Bush's move to increase logging, which would affect 2.6 million acres in southwest Oregon, comes at a time when some large private timber farms in that area have collapsed due to over-harvesting. As a result, the battle lines of the old timber wars are being redrawn. For example, before Charles Hurwitz sold his Pacific Lumber company in June, he'd closed three of his four mills and fired 80 percent of his workers. Most locals now blame Hurwitz for the layoffs, and the new owners of the company have won support from both loggers and environmentalists by pursuing a sustainable yield and preserving old growth trees. Increasingly, loggers no longer demand pillaging harvests, while enviros support logging as a preferable alternative to development. Bush's move ignores that trend.
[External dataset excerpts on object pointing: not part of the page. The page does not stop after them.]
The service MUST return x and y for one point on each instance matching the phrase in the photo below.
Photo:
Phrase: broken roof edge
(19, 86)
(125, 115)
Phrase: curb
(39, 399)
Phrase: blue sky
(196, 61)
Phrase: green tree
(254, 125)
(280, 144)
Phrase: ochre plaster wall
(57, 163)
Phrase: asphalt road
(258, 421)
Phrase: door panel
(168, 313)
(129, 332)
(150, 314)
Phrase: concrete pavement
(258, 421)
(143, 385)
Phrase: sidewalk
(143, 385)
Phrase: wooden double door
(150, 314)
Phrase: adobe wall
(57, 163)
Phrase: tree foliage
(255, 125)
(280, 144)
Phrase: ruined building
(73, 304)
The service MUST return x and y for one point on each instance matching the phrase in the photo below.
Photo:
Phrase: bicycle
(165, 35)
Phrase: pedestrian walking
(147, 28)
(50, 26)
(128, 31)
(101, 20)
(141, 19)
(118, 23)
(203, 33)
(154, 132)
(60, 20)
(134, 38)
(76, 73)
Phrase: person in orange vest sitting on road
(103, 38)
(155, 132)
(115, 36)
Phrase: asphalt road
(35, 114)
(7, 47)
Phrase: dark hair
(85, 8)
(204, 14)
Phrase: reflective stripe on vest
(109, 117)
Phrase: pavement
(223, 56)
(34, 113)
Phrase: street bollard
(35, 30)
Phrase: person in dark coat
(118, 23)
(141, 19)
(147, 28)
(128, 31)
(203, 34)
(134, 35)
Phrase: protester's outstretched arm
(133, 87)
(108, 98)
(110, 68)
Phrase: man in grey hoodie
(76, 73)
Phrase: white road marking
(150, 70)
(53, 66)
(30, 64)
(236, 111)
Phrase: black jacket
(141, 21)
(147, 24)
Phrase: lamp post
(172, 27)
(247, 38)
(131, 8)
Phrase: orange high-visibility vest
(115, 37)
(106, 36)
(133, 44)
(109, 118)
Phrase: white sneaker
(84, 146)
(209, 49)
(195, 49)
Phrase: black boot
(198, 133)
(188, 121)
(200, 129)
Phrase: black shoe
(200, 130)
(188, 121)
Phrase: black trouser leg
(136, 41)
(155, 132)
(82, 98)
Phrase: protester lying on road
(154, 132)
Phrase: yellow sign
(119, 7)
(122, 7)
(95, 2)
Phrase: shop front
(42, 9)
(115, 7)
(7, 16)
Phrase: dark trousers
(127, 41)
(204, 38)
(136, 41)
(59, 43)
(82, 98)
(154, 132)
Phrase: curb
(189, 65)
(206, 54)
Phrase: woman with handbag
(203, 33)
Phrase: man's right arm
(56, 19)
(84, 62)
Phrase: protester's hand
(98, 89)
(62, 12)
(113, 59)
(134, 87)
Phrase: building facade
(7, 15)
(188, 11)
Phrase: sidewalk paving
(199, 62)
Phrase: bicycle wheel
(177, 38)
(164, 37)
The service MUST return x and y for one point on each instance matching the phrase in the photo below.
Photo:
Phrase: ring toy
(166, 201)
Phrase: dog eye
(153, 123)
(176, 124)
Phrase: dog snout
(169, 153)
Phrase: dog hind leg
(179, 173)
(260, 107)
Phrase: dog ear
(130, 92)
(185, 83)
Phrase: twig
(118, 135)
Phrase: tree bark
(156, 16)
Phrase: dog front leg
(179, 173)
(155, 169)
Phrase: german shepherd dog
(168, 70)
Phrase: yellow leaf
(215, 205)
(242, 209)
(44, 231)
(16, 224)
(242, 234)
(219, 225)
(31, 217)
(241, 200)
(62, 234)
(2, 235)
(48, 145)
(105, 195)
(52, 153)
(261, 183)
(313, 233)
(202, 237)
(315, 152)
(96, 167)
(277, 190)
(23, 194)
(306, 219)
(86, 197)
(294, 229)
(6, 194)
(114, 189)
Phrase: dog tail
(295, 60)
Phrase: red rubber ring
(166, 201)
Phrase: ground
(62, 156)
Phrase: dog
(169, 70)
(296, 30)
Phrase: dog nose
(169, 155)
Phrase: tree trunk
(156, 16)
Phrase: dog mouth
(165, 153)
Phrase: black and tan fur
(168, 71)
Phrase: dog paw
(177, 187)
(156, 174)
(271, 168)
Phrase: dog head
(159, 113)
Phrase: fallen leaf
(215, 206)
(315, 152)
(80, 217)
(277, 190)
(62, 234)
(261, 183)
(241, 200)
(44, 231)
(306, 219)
Which brings us to Bush's second midnight reg: allowing the Plum Creek Timber Company to pave roads through forest service land in Montana, which would open up much of the company's 1.2 million acres there to rural subdivisions. The move has incurred the ire of county governments, which worry that it could undo efforts to cluster housing in urban areas and create new burdens to provide services. During the presidential campaign, Obama shrewdly noted the the subdivisions could "cause prime hunting and fishing lands to be carved up and closed off." They'd also take the land out of timber production, reinforcing the common cause between enviros and loggers on urban sprawl.

If Bush really wanted to help out loggers, he would have curbed the housing bubble. The collapse in residential construction has slashed timber prices. But the Republicans, like Hurwitz, were more concerned with raking in the green than sustainably growing it.